My question is observe the following sequences (next term is $4n+1$): $$3\ 13\ 53, \cdot\cdot\cdot\\5\ 21\ 85, \cdot\cdot\cdot\\7\ 29\ 117, \cdot\cdot\cdot\\9\ 37\ 149, \cdot\cdot\cdot\\11\ 45\ 181, \cdot\cdot\cdot\\15\ 61\ 245, \cdot\cdot\cdot\\17\ 69\ 277, \cdot\cdot\cdot\\19\ 77\ 309, \cdot\cdot\cdot$$ Basically take some odd number and multiply it by $4$ and add $1$ and you get the next number in the series. I am trying to find all the starting numbers of all the sequences that don't collide with each other. The sequences above do not repeat each other (I think?) and you can see the starting numbers are (if you expand it) $$3, 5, 7, 9, 11, 15, 17, 19, 23, 25, 27, 31, 33, 35, 39, 41, 43, 47, 49, 51, 55, 57, 59, ...$$ With the numbers $13, 37, 53$ colliding.

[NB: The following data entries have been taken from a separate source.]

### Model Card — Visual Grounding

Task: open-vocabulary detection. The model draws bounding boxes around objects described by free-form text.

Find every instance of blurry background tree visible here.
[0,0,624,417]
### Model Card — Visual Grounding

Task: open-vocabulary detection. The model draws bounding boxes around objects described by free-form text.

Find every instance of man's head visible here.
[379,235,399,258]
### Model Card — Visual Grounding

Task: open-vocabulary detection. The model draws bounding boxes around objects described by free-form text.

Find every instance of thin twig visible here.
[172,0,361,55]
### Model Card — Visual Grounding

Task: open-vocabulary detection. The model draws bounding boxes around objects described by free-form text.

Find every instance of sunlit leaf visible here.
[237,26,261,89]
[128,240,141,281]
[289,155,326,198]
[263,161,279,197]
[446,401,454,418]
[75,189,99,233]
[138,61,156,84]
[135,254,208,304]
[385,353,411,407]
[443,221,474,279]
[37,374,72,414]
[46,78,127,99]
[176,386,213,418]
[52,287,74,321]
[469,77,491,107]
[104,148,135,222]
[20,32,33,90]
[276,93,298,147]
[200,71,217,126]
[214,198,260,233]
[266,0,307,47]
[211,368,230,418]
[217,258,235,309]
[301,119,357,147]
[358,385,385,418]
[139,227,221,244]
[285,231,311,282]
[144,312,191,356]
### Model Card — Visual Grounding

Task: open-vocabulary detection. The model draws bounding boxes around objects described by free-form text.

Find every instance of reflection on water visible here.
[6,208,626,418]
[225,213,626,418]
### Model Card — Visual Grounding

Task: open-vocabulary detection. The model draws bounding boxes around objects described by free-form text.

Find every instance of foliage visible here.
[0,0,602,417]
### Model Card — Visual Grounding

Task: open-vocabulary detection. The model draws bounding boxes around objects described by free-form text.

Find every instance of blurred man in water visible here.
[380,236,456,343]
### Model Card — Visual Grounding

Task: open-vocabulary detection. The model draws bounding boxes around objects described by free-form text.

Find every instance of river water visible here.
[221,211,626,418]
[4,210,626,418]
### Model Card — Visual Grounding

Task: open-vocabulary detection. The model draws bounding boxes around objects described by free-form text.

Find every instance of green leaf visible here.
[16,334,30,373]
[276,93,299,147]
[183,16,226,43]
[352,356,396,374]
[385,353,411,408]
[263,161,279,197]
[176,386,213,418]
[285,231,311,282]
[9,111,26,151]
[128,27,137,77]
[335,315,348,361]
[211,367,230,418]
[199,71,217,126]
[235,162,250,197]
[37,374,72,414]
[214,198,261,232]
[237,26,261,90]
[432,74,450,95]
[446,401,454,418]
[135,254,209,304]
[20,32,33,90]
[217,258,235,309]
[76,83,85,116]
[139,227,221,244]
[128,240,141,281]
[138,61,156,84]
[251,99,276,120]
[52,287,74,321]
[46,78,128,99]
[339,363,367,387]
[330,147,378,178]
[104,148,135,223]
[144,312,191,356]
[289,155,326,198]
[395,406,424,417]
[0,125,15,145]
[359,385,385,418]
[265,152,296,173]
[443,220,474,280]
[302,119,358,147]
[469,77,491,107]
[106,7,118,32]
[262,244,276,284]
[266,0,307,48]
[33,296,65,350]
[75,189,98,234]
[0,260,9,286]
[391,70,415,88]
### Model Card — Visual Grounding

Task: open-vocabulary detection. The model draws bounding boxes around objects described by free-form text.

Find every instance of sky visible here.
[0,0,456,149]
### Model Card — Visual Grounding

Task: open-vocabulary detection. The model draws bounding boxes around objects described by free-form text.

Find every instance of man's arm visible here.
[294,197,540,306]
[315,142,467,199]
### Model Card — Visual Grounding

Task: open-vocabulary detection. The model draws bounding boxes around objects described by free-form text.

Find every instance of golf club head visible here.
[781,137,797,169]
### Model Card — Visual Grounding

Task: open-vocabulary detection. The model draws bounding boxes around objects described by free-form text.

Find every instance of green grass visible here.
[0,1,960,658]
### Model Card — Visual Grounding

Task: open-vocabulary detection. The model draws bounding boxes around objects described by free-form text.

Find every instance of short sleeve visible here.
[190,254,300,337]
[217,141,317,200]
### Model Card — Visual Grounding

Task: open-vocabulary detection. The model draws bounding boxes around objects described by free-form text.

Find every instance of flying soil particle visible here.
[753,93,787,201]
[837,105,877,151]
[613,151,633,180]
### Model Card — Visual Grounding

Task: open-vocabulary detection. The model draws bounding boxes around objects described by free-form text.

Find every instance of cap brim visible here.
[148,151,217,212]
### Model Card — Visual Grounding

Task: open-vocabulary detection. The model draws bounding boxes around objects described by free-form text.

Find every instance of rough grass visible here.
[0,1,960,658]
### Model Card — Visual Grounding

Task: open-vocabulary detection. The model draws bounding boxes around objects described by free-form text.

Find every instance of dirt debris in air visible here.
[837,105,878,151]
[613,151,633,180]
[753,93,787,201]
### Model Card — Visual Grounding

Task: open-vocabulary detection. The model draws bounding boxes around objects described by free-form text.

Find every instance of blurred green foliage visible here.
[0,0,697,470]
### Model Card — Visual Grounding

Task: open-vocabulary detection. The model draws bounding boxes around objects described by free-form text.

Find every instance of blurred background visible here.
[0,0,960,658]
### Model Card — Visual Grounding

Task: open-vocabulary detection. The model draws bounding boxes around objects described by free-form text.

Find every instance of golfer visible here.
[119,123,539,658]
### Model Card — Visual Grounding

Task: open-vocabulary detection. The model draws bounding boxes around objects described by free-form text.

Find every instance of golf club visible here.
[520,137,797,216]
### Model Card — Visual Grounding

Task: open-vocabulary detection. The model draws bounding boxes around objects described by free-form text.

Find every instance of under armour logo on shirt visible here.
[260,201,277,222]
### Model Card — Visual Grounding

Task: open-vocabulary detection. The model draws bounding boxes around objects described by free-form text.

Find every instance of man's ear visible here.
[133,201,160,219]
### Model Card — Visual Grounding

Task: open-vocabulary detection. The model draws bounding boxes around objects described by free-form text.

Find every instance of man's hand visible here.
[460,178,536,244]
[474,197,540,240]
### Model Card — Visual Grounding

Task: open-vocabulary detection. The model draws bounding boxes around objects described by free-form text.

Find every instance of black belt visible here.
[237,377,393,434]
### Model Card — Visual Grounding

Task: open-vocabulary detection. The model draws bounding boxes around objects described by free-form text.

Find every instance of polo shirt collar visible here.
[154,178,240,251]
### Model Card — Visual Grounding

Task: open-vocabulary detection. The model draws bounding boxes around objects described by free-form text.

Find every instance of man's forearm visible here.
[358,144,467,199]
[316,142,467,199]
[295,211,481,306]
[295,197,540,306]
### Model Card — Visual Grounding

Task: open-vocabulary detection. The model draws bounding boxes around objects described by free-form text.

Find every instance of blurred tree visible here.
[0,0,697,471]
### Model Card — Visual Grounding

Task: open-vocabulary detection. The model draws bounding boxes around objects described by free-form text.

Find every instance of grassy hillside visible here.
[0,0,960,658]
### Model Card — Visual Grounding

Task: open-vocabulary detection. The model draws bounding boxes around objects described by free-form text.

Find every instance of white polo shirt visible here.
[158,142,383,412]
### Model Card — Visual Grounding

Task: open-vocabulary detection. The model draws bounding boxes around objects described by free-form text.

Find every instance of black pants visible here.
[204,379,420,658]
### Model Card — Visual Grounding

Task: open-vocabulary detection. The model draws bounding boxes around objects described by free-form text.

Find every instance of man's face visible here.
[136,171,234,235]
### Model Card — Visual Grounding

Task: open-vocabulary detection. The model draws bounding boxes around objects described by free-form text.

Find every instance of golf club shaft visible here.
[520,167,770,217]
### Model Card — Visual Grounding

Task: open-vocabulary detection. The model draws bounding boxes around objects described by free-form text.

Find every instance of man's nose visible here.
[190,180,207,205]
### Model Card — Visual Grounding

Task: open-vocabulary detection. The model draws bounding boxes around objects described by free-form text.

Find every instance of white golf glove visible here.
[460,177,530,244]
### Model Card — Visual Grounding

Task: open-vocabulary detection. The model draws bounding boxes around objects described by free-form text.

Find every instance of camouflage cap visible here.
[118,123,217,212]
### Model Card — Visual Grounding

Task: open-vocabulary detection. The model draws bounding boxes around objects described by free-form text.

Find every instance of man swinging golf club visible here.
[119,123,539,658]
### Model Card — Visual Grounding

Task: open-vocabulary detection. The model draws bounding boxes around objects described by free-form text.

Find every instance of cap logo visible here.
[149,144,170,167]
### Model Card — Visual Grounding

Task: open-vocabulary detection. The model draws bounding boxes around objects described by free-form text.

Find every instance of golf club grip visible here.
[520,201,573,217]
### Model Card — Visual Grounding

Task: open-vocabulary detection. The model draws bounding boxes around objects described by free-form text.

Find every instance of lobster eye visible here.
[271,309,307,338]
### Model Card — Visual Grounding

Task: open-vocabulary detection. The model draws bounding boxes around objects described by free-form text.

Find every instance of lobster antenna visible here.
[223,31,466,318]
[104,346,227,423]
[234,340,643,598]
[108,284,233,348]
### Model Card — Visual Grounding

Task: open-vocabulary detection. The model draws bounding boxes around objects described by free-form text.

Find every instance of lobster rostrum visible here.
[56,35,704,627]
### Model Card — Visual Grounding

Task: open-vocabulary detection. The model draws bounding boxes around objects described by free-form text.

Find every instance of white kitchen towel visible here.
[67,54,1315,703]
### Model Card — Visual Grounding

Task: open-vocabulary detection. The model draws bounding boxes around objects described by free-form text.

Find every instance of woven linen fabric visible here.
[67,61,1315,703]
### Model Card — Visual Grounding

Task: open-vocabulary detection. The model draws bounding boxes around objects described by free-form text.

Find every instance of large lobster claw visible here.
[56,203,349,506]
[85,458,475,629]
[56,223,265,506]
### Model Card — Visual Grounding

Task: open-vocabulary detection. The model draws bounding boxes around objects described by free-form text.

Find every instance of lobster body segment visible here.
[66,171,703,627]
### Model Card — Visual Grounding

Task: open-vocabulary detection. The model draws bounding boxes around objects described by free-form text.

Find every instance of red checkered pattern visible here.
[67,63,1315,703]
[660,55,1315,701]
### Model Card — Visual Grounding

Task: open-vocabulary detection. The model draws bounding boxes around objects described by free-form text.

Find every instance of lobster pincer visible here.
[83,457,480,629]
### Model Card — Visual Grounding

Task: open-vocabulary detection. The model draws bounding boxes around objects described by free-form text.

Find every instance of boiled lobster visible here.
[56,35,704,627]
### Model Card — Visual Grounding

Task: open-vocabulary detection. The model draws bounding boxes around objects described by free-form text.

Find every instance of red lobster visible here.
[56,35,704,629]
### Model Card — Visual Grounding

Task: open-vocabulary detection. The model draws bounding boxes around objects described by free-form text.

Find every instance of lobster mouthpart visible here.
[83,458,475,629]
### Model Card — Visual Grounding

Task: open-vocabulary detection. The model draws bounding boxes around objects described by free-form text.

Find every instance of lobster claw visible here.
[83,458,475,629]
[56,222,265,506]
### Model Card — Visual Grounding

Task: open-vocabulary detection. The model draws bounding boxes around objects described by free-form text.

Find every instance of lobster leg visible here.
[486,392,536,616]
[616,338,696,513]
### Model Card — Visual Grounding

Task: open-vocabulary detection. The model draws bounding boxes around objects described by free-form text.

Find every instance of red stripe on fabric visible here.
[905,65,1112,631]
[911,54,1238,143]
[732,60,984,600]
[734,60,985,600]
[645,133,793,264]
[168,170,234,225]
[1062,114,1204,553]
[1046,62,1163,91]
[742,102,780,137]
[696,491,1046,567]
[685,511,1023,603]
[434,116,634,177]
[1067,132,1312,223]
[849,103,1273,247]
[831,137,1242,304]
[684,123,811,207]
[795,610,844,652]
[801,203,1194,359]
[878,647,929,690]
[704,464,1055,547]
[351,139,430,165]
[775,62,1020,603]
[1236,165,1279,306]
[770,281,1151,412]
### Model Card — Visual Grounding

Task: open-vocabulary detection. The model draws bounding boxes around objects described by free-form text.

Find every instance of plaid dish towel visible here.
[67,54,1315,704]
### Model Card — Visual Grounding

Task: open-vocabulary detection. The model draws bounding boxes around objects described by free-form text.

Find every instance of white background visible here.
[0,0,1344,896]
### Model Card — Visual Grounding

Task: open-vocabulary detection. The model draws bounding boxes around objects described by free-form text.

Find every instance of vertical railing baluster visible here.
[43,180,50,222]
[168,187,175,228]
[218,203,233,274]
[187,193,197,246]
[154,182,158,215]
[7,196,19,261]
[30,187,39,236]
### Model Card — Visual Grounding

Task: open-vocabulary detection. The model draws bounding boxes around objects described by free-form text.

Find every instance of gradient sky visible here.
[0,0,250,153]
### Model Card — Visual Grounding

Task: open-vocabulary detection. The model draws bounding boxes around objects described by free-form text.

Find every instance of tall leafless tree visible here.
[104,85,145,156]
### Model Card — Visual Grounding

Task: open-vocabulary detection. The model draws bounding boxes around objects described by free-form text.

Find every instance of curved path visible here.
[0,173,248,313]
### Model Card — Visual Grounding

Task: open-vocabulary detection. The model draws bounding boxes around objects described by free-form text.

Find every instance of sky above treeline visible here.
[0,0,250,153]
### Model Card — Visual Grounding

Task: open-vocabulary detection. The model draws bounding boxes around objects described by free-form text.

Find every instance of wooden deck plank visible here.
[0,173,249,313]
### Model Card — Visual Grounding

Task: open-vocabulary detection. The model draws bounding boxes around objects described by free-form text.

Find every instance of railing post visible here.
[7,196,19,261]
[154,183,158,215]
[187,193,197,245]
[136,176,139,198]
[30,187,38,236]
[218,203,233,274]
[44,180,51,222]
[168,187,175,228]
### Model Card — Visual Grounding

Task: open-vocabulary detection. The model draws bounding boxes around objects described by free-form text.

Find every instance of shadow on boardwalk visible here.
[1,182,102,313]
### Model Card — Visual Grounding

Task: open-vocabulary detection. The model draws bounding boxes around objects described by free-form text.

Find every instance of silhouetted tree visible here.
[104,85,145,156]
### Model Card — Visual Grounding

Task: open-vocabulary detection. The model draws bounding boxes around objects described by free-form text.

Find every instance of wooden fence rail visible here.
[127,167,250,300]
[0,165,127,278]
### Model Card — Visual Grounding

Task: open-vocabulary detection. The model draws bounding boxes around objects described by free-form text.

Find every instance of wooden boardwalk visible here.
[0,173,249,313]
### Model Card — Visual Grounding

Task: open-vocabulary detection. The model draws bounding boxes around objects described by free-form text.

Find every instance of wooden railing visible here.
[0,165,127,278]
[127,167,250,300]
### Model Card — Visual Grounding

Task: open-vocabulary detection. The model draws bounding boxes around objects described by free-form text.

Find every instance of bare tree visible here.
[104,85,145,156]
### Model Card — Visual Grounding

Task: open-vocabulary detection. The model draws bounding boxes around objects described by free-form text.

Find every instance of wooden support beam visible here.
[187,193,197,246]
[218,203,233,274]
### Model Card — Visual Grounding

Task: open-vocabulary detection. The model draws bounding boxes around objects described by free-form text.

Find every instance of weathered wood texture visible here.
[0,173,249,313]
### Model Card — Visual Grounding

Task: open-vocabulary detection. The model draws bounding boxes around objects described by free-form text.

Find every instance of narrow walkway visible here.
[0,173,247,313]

How can I generalize which numbers will not collide or have been covered by others as these are the true "unknown" values of the odd numbers of the Collatz Sequence?

Answer 1

You could notice that the formula describing each of those sequences is of the form $\frac{1}{3}(-1+4^n+3\cdot 4^n\cdot(2j-1))$, where $2j-1$ is the initial odd value.

Then the numbers $2k-1$ which have already been covered in a sequence must be of the form $2k-1=\frac{1}{3}(-1+4^n+3\cdot 4^n\cdot(2j-1))$ for some $n,j\in\mathbb{N}$. Rearranging this yields: $$k=\frac{\frac{1}{3}(-1+4^n+3\cdot 4^n\cdot(2j-1))+1}{2}$$ By varying $j$ and $n$, we then have a formula for all $k$ so that $2k-1$ already appears in a sequence.

EDIT: As requested, to find the formula describing each of the sequences, we note that given an odd number $c=2j-1$, any of the sequences may be described by the recursive relation $a_0=c$; $a_n=4a_{n-1}+1$, for $n\geq 1$. Then, we form the generating function $f(x)=\sum\limits_{n=0}^{\infty}a_nx^n$. From this, we obtain: $$f(x)=\sum\limits_{n=0}^{\infty}a_nx^n=c+\sum\limits_{n=1}^{\infty}a_nx^n=c+\sum\limits_{n=1}^{\infty}(4a_{n-1}+1)x^n$$ Expanding the last term and pulling out an $x$ yields: $$f(x)=c+x(4\sum\limits_{n=1}^{\infty}a_{n-1}x^{n-1}+\sum\limits_{n=1}^{\infty}x^{n-1})$$ Reindexing yields: $$f(x)=c+x(4\sum\limits_{n=0}^{\infty}a_{n}x^{n}+\sum\limits_{n=0}^{\infty}x^{n})$$ Substituting $f(x)=\sum\limits_{n=0}^{\infty}a_nx^n$ and using $\sum\limits_{n=0}^{\infty}x^{n}=\frac{1}{1-x}$ gives us: $$f(x)=c+x(4\cdot f(x)+\frac{1}{1-x})$$ Rearranging and solving for $f(x)$: $$f(x)=\frac{c}{1-4x}+\frac{x}{(1-x)(1-4x)}=c\cdot\frac{1}{1-4x}-\frac{1}{3}\cdot\frac{1}{1-x}+\frac{1}{3}\cdot\frac{1}{1-4x}$$ Then using the power series expansion $\frac{1}{1-rx}=\sum\limits_{n=0}^{\infty}r^nx^n$, we finally obtain: $$f(x)=c\cdot\sum\limits_{n=0}^{\infty}4^nx^n-\frac{1}{3}\cdot\sum\limits_{n=0}^{\infty}x^n+\frac{1}{3}\cdot\sum\limits_{n=0}^{\infty}4^nx^n$$ Combining these: $$f(x)=\sum\limits_{n=0}^{\infty}\frac{1}{3}(3\cdot 4^n\cdot c-1+4^n)x^n$$ Then comparing coefficients on both sides gives us the desired result of: $$a_n=\frac{1}{3}(3\cdot 4^n\cdot c-1+4^n)$$